Chicken Salad with Olive Vinaigrette
The flavorful combination of lemon juice, garlic, and olive oil soaks into the couscous to create a Mediterranean-style pasta salad with chicken. Throw in chopped tomatoes for a bit of color.
Moroccan-Spiced Bulgur and Chickpea Salad
Fresh mint gives this dish a pleasant aroma. Dried cranberries offer a hint of sweetness. Use any other dried fruit you like in their place: Try golden raisins, currants, dried cherries, or chopped dried apricots.
Chicken Saté Wraps
Give your sandwich a flavorful kick with this spicy and sweet filling. To cut down on prep time, use rotisserie chicken, packaged angel hair slaw, and packaged matchstick-cut carrots.
Roasted Chicken and Bow Tie Pasta Salad
Celery and walnuts give added crunch to this dish while red grapes and fruit juice add a fresh, sweet flavor. Prepare this salad the night before to save time packing lunch on a hectic morning.

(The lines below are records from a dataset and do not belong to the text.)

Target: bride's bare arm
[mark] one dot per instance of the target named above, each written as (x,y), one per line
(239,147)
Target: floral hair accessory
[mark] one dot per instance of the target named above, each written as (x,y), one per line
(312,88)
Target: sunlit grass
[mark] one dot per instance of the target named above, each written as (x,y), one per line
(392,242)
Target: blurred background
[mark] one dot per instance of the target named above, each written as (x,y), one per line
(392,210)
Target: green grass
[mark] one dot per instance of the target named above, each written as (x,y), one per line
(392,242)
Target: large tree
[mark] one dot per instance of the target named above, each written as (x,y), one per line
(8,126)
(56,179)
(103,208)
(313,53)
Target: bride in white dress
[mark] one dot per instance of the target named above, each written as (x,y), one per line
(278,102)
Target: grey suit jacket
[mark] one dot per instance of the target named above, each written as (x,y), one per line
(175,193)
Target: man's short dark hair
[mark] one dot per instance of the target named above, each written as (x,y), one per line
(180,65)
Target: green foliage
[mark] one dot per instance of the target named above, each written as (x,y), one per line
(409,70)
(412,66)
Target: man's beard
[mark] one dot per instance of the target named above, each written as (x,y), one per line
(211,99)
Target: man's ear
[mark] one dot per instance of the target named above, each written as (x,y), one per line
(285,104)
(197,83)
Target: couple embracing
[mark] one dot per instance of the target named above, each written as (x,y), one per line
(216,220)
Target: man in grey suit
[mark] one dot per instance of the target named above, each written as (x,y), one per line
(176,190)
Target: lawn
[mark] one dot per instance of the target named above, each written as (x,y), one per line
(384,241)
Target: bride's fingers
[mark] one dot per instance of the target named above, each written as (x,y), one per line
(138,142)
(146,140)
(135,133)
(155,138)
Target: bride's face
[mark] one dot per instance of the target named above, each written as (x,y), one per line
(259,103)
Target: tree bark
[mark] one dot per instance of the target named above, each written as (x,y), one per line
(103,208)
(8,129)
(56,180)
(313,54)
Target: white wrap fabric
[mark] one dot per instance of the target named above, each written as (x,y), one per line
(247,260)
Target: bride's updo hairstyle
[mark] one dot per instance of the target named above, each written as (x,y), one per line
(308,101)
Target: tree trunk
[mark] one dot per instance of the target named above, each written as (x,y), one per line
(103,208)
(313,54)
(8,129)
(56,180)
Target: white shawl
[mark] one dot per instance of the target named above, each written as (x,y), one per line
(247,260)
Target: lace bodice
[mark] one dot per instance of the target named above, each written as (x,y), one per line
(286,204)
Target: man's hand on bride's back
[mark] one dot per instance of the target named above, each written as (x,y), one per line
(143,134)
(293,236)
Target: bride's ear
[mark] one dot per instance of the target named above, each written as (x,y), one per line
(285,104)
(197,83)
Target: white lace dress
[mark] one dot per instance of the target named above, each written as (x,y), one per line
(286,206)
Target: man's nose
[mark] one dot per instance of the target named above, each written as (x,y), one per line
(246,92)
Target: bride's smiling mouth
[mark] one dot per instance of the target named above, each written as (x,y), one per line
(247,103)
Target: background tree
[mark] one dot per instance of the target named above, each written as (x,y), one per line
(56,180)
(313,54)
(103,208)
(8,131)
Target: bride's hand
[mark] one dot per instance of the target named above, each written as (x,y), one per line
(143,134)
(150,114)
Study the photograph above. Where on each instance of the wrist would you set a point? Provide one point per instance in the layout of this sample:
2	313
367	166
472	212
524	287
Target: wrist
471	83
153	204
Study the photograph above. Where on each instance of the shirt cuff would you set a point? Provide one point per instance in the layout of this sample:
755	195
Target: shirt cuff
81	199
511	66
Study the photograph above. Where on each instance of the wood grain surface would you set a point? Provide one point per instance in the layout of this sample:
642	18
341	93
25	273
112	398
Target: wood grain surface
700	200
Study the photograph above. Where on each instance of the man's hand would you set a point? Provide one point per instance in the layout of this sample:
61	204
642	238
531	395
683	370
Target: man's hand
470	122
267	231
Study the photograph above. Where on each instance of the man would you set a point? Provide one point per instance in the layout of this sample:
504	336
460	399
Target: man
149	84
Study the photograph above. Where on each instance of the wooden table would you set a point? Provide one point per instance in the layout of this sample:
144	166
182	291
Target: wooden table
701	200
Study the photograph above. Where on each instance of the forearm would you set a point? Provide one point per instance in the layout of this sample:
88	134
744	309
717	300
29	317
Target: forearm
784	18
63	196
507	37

Deluxe Roast Beef Sandwich
Jazz up this classic sandwich with mayo, horseradish, and chili sauce for a creamy spread with a bit of heat.
Express Lunch Plate
Grab the ingredients for this fast, filling lunch from the corner deli. This combo is rich in fiber, protein, and other metabolism boosters. If you prefer a different type of cheese, swap it.
Kicked-Up Turkey Sandwich
Fig spread is rich and flavorful; watercress is crisp and hearty and holds up well in a lunch bag. Delicious with a tart pickle and pear.